An easy problem
Time Limit: 1000/1000 MS (Java/Others) Memory Limit: 32768/32768 K (Java/Others)
Total Submission(s): 33073 Accepted Submission(s): 21354
Problem Description
we define f(A) = 1, f(a) = -1, f(B) = 2, f(b) = -2, … f(Z) = 26, f(z) = -26;
Give you a letter x and a number y , you should output the result of y+f(x).
Input
On the first line, contains a number T.then T lines follow, each line is a case.each case contains a letter and a number.
Output
for each case, you should the result of y+f(x) on a line.
Sample Input
6
R 1
P 2
G 3
r 1
p 2
g 3
Sample Output
19
18
10
-17
-14
-4
问题链接:HDU - 2055
问题简述:把A~ Z当做1~26,把a ~当做-1 ~-26,再加上一个数y,输出结果,多组输入输出。
问题分析:‘A’的ASCII码为65,将其减去64便可用‘A’代表1,同理,‘a’的ASCII码为97,将其减 去96并取负数便可用‘a’表示-1,其他的‘A’~‘Z’ ‘a’ ~‘z’也同理。将其值加上y值并输出即为所求值。

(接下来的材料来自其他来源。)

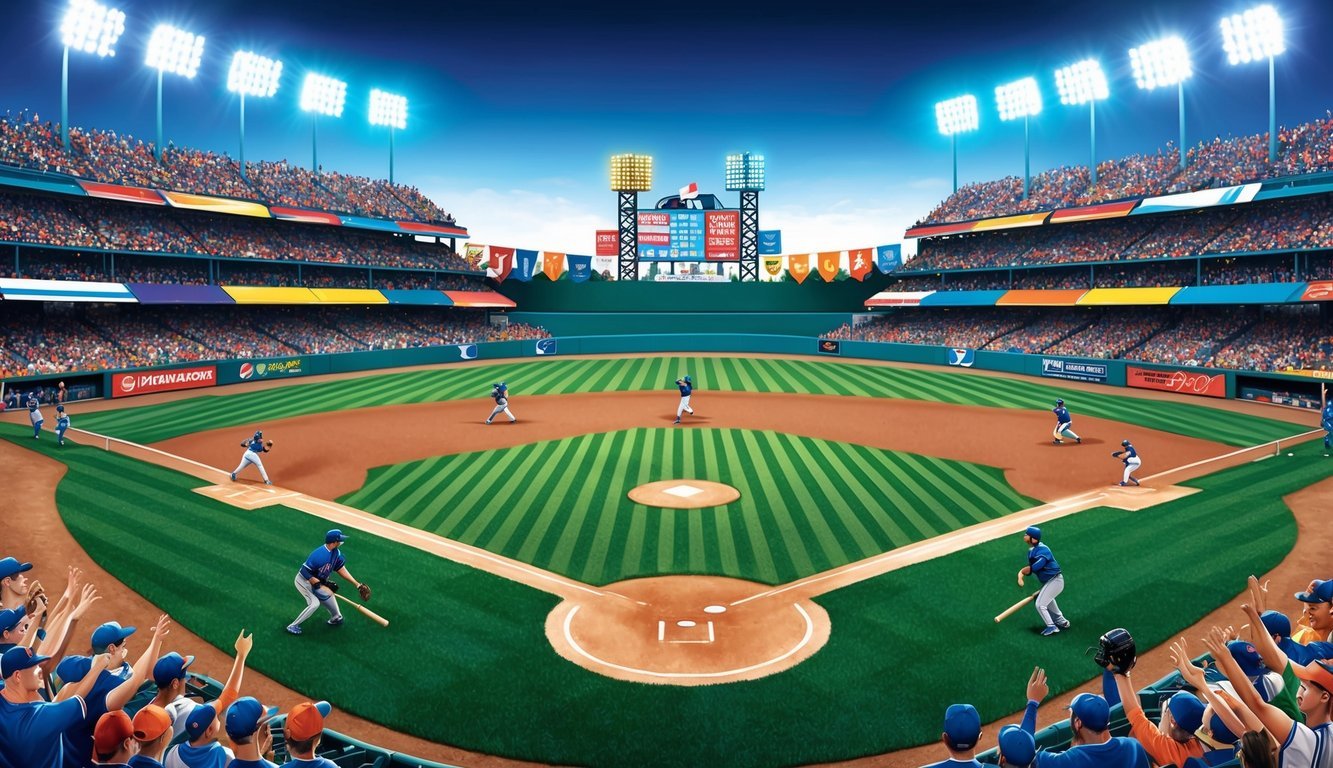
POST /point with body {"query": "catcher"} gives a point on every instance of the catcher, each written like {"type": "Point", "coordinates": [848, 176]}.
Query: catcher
{"type": "Point", "coordinates": [315, 586]}
{"type": "Point", "coordinates": [253, 447]}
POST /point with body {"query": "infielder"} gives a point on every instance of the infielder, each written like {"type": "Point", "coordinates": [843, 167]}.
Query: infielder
{"type": "Point", "coordinates": [1131, 462]}
{"type": "Point", "coordinates": [312, 582]}
{"type": "Point", "coordinates": [1064, 424]}
{"type": "Point", "coordinates": [253, 447]}
{"type": "Point", "coordinates": [1043, 564]}
{"type": "Point", "coordinates": [685, 388]}
{"type": "Point", "coordinates": [500, 394]}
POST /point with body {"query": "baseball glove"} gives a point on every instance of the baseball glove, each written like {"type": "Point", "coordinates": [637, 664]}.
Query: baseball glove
{"type": "Point", "coordinates": [1116, 651]}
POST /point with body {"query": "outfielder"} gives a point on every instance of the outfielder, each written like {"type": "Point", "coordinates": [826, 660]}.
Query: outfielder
{"type": "Point", "coordinates": [312, 582]}
{"type": "Point", "coordinates": [1043, 564]}
{"type": "Point", "coordinates": [501, 396]}
{"type": "Point", "coordinates": [685, 388]}
{"type": "Point", "coordinates": [1064, 424]}
{"type": "Point", "coordinates": [253, 447]}
{"type": "Point", "coordinates": [1131, 462]}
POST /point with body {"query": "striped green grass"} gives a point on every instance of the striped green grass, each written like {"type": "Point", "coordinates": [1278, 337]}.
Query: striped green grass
{"type": "Point", "coordinates": [153, 423]}
{"type": "Point", "coordinates": [805, 506]}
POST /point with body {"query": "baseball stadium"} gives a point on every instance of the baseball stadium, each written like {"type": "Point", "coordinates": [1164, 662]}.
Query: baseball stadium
{"type": "Point", "coordinates": [340, 464]}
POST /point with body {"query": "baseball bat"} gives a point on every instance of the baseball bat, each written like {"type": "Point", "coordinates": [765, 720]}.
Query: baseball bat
{"type": "Point", "coordinates": [379, 619]}
{"type": "Point", "coordinates": [1013, 608]}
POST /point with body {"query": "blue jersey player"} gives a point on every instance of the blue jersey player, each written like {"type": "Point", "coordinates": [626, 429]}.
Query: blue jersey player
{"type": "Point", "coordinates": [1064, 424]}
{"type": "Point", "coordinates": [1043, 564]}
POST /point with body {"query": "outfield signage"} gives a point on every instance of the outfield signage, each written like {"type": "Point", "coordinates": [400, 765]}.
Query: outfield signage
{"type": "Point", "coordinates": [1076, 370]}
{"type": "Point", "coordinates": [149, 382]}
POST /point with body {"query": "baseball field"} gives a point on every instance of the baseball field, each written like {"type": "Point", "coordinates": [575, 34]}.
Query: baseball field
{"type": "Point", "coordinates": [539, 614]}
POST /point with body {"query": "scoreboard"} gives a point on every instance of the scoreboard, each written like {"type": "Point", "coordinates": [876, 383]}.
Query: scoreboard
{"type": "Point", "coordinates": [688, 235]}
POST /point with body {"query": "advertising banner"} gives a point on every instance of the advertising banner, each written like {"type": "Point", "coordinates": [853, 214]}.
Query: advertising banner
{"type": "Point", "coordinates": [723, 235]}
{"type": "Point", "coordinates": [1183, 382]}
{"type": "Point", "coordinates": [149, 382]}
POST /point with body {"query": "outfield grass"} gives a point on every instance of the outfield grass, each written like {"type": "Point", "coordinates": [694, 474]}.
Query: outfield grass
{"type": "Point", "coordinates": [465, 660]}
{"type": "Point", "coordinates": [153, 423]}
{"type": "Point", "coordinates": [805, 506]}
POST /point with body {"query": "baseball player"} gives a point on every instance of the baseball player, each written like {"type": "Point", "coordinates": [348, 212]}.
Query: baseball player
{"type": "Point", "coordinates": [500, 394]}
{"type": "Point", "coordinates": [61, 423]}
{"type": "Point", "coordinates": [1043, 564]}
{"type": "Point", "coordinates": [1063, 424]}
{"type": "Point", "coordinates": [253, 447]}
{"type": "Point", "coordinates": [1131, 460]}
{"type": "Point", "coordinates": [685, 388]}
{"type": "Point", "coordinates": [312, 582]}
{"type": "Point", "coordinates": [35, 415]}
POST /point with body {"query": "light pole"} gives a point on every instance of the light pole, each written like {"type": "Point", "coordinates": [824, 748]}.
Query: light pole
{"type": "Point", "coordinates": [179, 52]}
{"type": "Point", "coordinates": [321, 95]}
{"type": "Point", "coordinates": [1084, 83]}
{"type": "Point", "coordinates": [392, 111]}
{"type": "Point", "coordinates": [1253, 35]}
{"type": "Point", "coordinates": [1020, 99]}
{"type": "Point", "coordinates": [956, 116]}
{"type": "Point", "coordinates": [92, 28]}
{"type": "Point", "coordinates": [1164, 63]}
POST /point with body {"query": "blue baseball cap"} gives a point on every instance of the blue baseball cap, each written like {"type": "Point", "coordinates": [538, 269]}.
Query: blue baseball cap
{"type": "Point", "coordinates": [109, 634]}
{"type": "Point", "coordinates": [1092, 711]}
{"type": "Point", "coordinates": [11, 567]}
{"type": "Point", "coordinates": [19, 659]}
{"type": "Point", "coordinates": [171, 668]}
{"type": "Point", "coordinates": [963, 726]}
{"type": "Point", "coordinates": [245, 715]}
{"type": "Point", "coordinates": [1017, 747]}
{"type": "Point", "coordinates": [1187, 711]}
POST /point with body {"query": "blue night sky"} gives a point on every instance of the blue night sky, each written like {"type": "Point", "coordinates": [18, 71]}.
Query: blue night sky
{"type": "Point", "coordinates": [515, 107]}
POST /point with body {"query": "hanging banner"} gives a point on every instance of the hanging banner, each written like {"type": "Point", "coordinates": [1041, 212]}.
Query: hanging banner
{"type": "Point", "coordinates": [580, 268]}
{"type": "Point", "coordinates": [828, 264]}
{"type": "Point", "coordinates": [799, 264]}
{"type": "Point", "coordinates": [524, 264]}
{"type": "Point", "coordinates": [859, 263]}
{"type": "Point", "coordinates": [888, 258]}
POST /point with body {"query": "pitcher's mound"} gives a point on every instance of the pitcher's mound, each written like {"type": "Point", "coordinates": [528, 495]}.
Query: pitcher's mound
{"type": "Point", "coordinates": [684, 494]}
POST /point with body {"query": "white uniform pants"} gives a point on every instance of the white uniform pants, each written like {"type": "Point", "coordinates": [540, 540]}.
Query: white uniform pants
{"type": "Point", "coordinates": [1047, 607]}
{"type": "Point", "coordinates": [252, 458]}
{"type": "Point", "coordinates": [313, 603]}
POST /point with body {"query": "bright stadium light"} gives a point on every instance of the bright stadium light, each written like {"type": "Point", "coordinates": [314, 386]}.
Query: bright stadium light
{"type": "Point", "coordinates": [92, 28]}
{"type": "Point", "coordinates": [252, 75]}
{"type": "Point", "coordinates": [956, 116]}
{"type": "Point", "coordinates": [179, 52]}
{"type": "Point", "coordinates": [1084, 83]}
{"type": "Point", "coordinates": [321, 95]}
{"type": "Point", "coordinates": [392, 111]}
{"type": "Point", "coordinates": [1160, 64]}
{"type": "Point", "coordinates": [1251, 36]}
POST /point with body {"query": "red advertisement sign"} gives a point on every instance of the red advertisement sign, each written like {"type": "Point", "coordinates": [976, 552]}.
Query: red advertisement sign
{"type": "Point", "coordinates": [608, 243]}
{"type": "Point", "coordinates": [723, 236]}
{"type": "Point", "coordinates": [1183, 382]}
{"type": "Point", "coordinates": [149, 382]}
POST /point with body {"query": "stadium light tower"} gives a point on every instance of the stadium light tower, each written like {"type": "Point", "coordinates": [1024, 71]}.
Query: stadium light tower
{"type": "Point", "coordinates": [1084, 83]}
{"type": "Point", "coordinates": [179, 52]}
{"type": "Point", "coordinates": [252, 75]}
{"type": "Point", "coordinates": [1164, 63]}
{"type": "Point", "coordinates": [321, 95]}
{"type": "Point", "coordinates": [629, 175]}
{"type": "Point", "coordinates": [745, 175]}
{"type": "Point", "coordinates": [392, 111]}
{"type": "Point", "coordinates": [92, 28]}
{"type": "Point", "coordinates": [1020, 99]}
{"type": "Point", "coordinates": [1253, 35]}
{"type": "Point", "coordinates": [956, 116]}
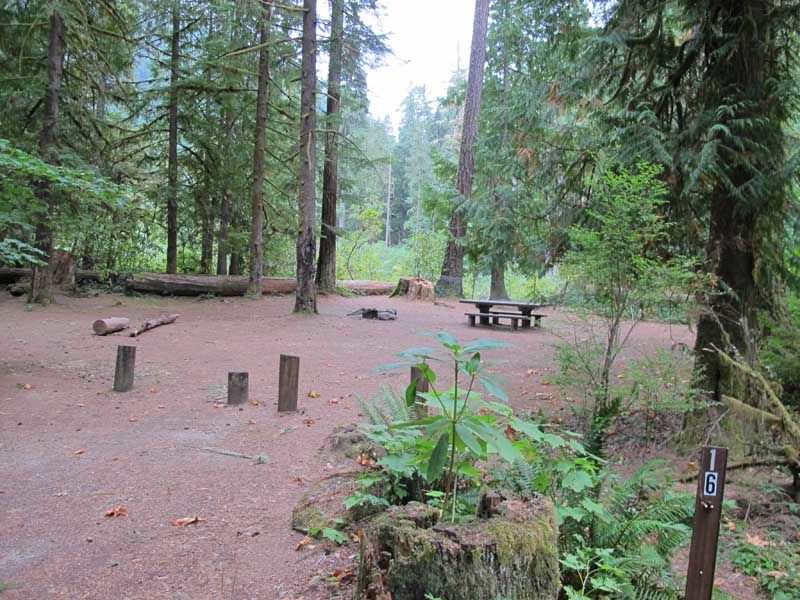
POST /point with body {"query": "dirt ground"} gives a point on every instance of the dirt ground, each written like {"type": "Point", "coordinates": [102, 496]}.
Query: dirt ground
{"type": "Point", "coordinates": [72, 449]}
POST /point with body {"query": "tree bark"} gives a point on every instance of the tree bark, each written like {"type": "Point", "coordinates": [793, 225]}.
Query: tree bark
{"type": "Point", "coordinates": [222, 235]}
{"type": "Point", "coordinates": [199, 285]}
{"type": "Point", "coordinates": [110, 325]}
{"type": "Point", "coordinates": [207, 226]}
{"type": "Point", "coordinates": [306, 295]}
{"type": "Point", "coordinates": [257, 192]}
{"type": "Point", "coordinates": [235, 266]}
{"type": "Point", "coordinates": [172, 168]}
{"type": "Point", "coordinates": [326, 267]}
{"type": "Point", "coordinates": [41, 290]}
{"type": "Point", "coordinates": [498, 283]}
{"type": "Point", "coordinates": [739, 231]}
{"type": "Point", "coordinates": [451, 281]}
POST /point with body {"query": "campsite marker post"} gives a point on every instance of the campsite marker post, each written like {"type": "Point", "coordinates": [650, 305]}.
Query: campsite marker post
{"type": "Point", "coordinates": [705, 534]}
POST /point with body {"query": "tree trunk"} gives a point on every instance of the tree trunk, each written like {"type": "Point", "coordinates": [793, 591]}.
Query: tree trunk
{"type": "Point", "coordinates": [257, 193]}
{"type": "Point", "coordinates": [199, 285]}
{"type": "Point", "coordinates": [222, 235]}
{"type": "Point", "coordinates": [306, 295]}
{"type": "Point", "coordinates": [451, 281]}
{"type": "Point", "coordinates": [498, 284]}
{"type": "Point", "coordinates": [41, 285]}
{"type": "Point", "coordinates": [207, 226]}
{"type": "Point", "coordinates": [235, 266]}
{"type": "Point", "coordinates": [740, 237]}
{"type": "Point", "coordinates": [172, 168]}
{"type": "Point", "coordinates": [326, 267]}
{"type": "Point", "coordinates": [388, 226]}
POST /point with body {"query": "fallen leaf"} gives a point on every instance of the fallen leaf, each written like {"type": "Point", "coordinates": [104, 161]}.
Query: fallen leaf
{"type": "Point", "coordinates": [756, 540]}
{"type": "Point", "coordinates": [117, 511]}
{"type": "Point", "coordinates": [303, 543]}
{"type": "Point", "coordinates": [365, 460]}
{"type": "Point", "coordinates": [186, 521]}
{"type": "Point", "coordinates": [776, 574]}
{"type": "Point", "coordinates": [343, 575]}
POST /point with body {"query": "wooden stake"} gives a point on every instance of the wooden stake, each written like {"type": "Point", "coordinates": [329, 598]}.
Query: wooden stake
{"type": "Point", "coordinates": [707, 513]}
{"type": "Point", "coordinates": [420, 410]}
{"type": "Point", "coordinates": [238, 388]}
{"type": "Point", "coordinates": [288, 380]}
{"type": "Point", "coordinates": [123, 374]}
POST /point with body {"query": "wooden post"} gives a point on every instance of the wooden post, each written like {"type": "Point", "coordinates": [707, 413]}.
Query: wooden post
{"type": "Point", "coordinates": [420, 410]}
{"type": "Point", "coordinates": [123, 374]}
{"type": "Point", "coordinates": [238, 388]}
{"type": "Point", "coordinates": [707, 512]}
{"type": "Point", "coordinates": [288, 379]}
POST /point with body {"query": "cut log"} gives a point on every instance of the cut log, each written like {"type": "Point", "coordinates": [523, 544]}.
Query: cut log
{"type": "Point", "coordinates": [153, 323]}
{"type": "Point", "coordinates": [199, 285]}
{"type": "Point", "coordinates": [407, 553]}
{"type": "Point", "coordinates": [14, 274]}
{"type": "Point", "coordinates": [110, 325]}
{"type": "Point", "coordinates": [62, 269]}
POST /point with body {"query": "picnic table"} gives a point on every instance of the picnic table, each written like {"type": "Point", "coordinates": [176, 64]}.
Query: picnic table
{"type": "Point", "coordinates": [521, 316]}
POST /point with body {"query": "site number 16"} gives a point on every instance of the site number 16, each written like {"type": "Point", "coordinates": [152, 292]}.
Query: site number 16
{"type": "Point", "coordinates": [707, 514]}
{"type": "Point", "coordinates": [711, 477]}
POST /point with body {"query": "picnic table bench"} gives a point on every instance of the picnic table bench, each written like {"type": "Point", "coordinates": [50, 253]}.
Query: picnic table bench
{"type": "Point", "coordinates": [521, 318]}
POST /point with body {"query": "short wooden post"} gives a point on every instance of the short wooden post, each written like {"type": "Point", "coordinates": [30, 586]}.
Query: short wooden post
{"type": "Point", "coordinates": [420, 410]}
{"type": "Point", "coordinates": [288, 379]}
{"type": "Point", "coordinates": [123, 373]}
{"type": "Point", "coordinates": [238, 388]}
{"type": "Point", "coordinates": [707, 513]}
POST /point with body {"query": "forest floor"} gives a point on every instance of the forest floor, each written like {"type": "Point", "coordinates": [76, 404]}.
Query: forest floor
{"type": "Point", "coordinates": [72, 449]}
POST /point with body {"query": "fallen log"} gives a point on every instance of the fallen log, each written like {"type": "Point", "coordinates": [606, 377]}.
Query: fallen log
{"type": "Point", "coordinates": [14, 274]}
{"type": "Point", "coordinates": [153, 323]}
{"type": "Point", "coordinates": [230, 285]}
{"type": "Point", "coordinates": [110, 325]}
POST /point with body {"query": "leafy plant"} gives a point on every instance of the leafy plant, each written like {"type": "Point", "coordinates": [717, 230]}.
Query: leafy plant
{"type": "Point", "coordinates": [776, 566]}
{"type": "Point", "coordinates": [438, 458]}
{"type": "Point", "coordinates": [617, 260]}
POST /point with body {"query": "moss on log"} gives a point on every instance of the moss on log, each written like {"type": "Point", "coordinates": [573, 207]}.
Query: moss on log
{"type": "Point", "coordinates": [407, 553]}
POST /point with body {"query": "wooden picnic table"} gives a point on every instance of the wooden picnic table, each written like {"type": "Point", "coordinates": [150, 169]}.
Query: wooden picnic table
{"type": "Point", "coordinates": [487, 317]}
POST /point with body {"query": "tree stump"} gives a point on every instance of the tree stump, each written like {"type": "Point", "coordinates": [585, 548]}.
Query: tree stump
{"type": "Point", "coordinates": [123, 374]}
{"type": "Point", "coordinates": [406, 553]}
{"type": "Point", "coordinates": [238, 388]}
{"type": "Point", "coordinates": [288, 381]}
{"type": "Point", "coordinates": [62, 267]}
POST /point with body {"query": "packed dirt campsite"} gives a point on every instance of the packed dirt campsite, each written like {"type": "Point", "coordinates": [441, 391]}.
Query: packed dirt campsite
{"type": "Point", "coordinates": [399, 300]}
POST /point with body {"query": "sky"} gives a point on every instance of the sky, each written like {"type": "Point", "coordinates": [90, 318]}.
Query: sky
{"type": "Point", "coordinates": [429, 38]}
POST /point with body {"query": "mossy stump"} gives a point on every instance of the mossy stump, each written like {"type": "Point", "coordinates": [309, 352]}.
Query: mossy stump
{"type": "Point", "coordinates": [406, 552]}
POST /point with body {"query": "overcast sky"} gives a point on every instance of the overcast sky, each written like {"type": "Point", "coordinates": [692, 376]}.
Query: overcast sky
{"type": "Point", "coordinates": [426, 37]}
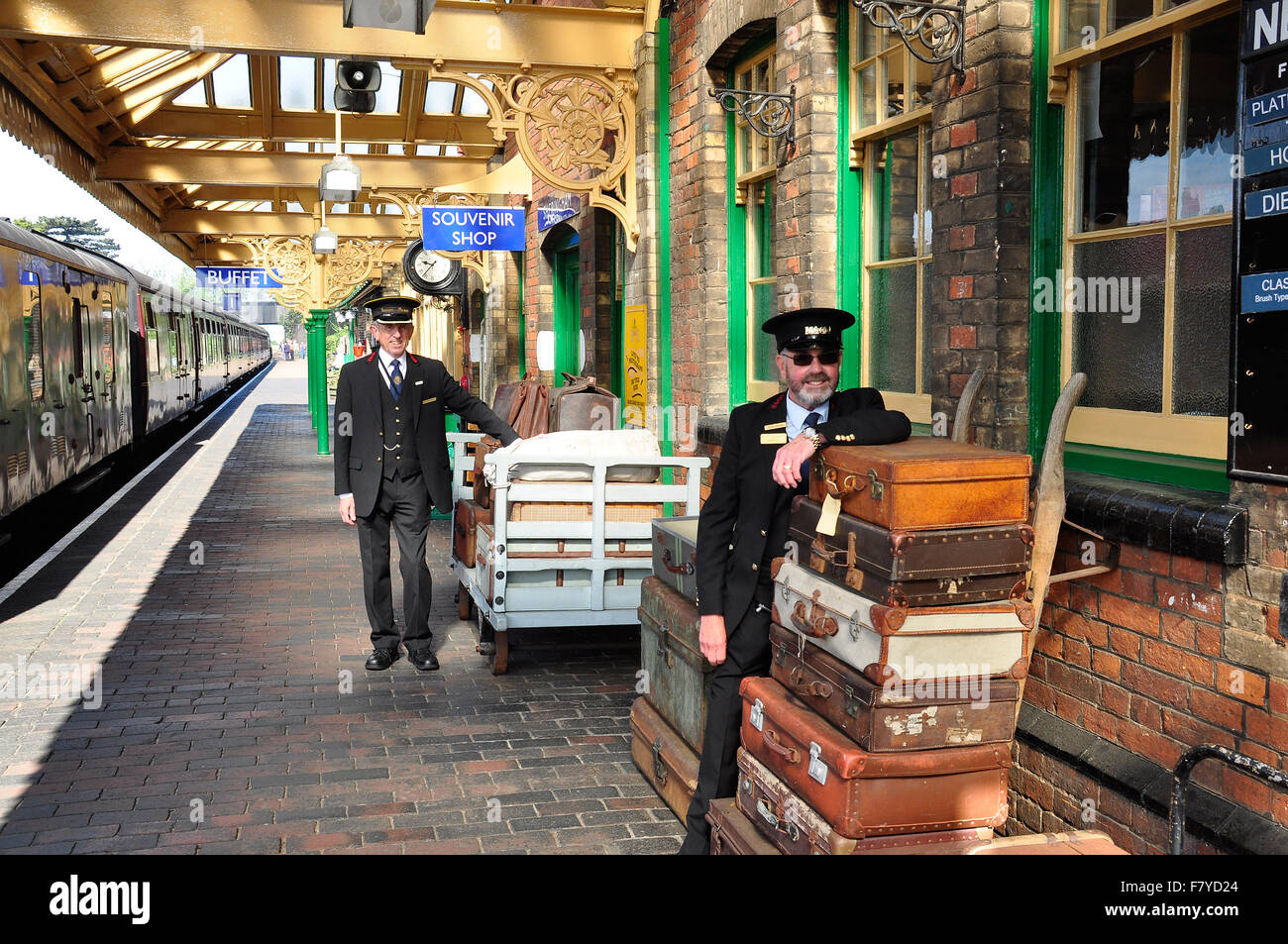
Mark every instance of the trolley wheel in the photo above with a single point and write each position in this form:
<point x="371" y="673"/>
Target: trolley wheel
<point x="501" y="657"/>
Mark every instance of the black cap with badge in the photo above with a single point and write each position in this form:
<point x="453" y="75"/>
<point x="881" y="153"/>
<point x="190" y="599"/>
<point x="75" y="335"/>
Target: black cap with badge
<point x="393" y="309"/>
<point x="809" y="327"/>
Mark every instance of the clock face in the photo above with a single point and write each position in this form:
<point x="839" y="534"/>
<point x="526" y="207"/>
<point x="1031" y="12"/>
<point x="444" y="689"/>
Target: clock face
<point x="432" y="266"/>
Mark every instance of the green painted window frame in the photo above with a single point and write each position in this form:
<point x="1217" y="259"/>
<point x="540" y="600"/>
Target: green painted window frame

程序说明:i和n用于接下来输入输出的组数。ch代表字母,y代表要加的值。getchar()用于接收每次scanf后多余的字符‘\n’。
AC通过程序:
#include<stdio.h>
int main()
{
int i;
int n,y;
char c;
scanf("%d",&n);
getchar();
for(i=0;i<n;i++)
{
scanf("%c%d",&c,&y);
getchar();
if(c>='A'&&c<='Z')
{
printf("%d\n",y+c-64);
}else printf("%d\n",y-c+96);
}
return 0;
}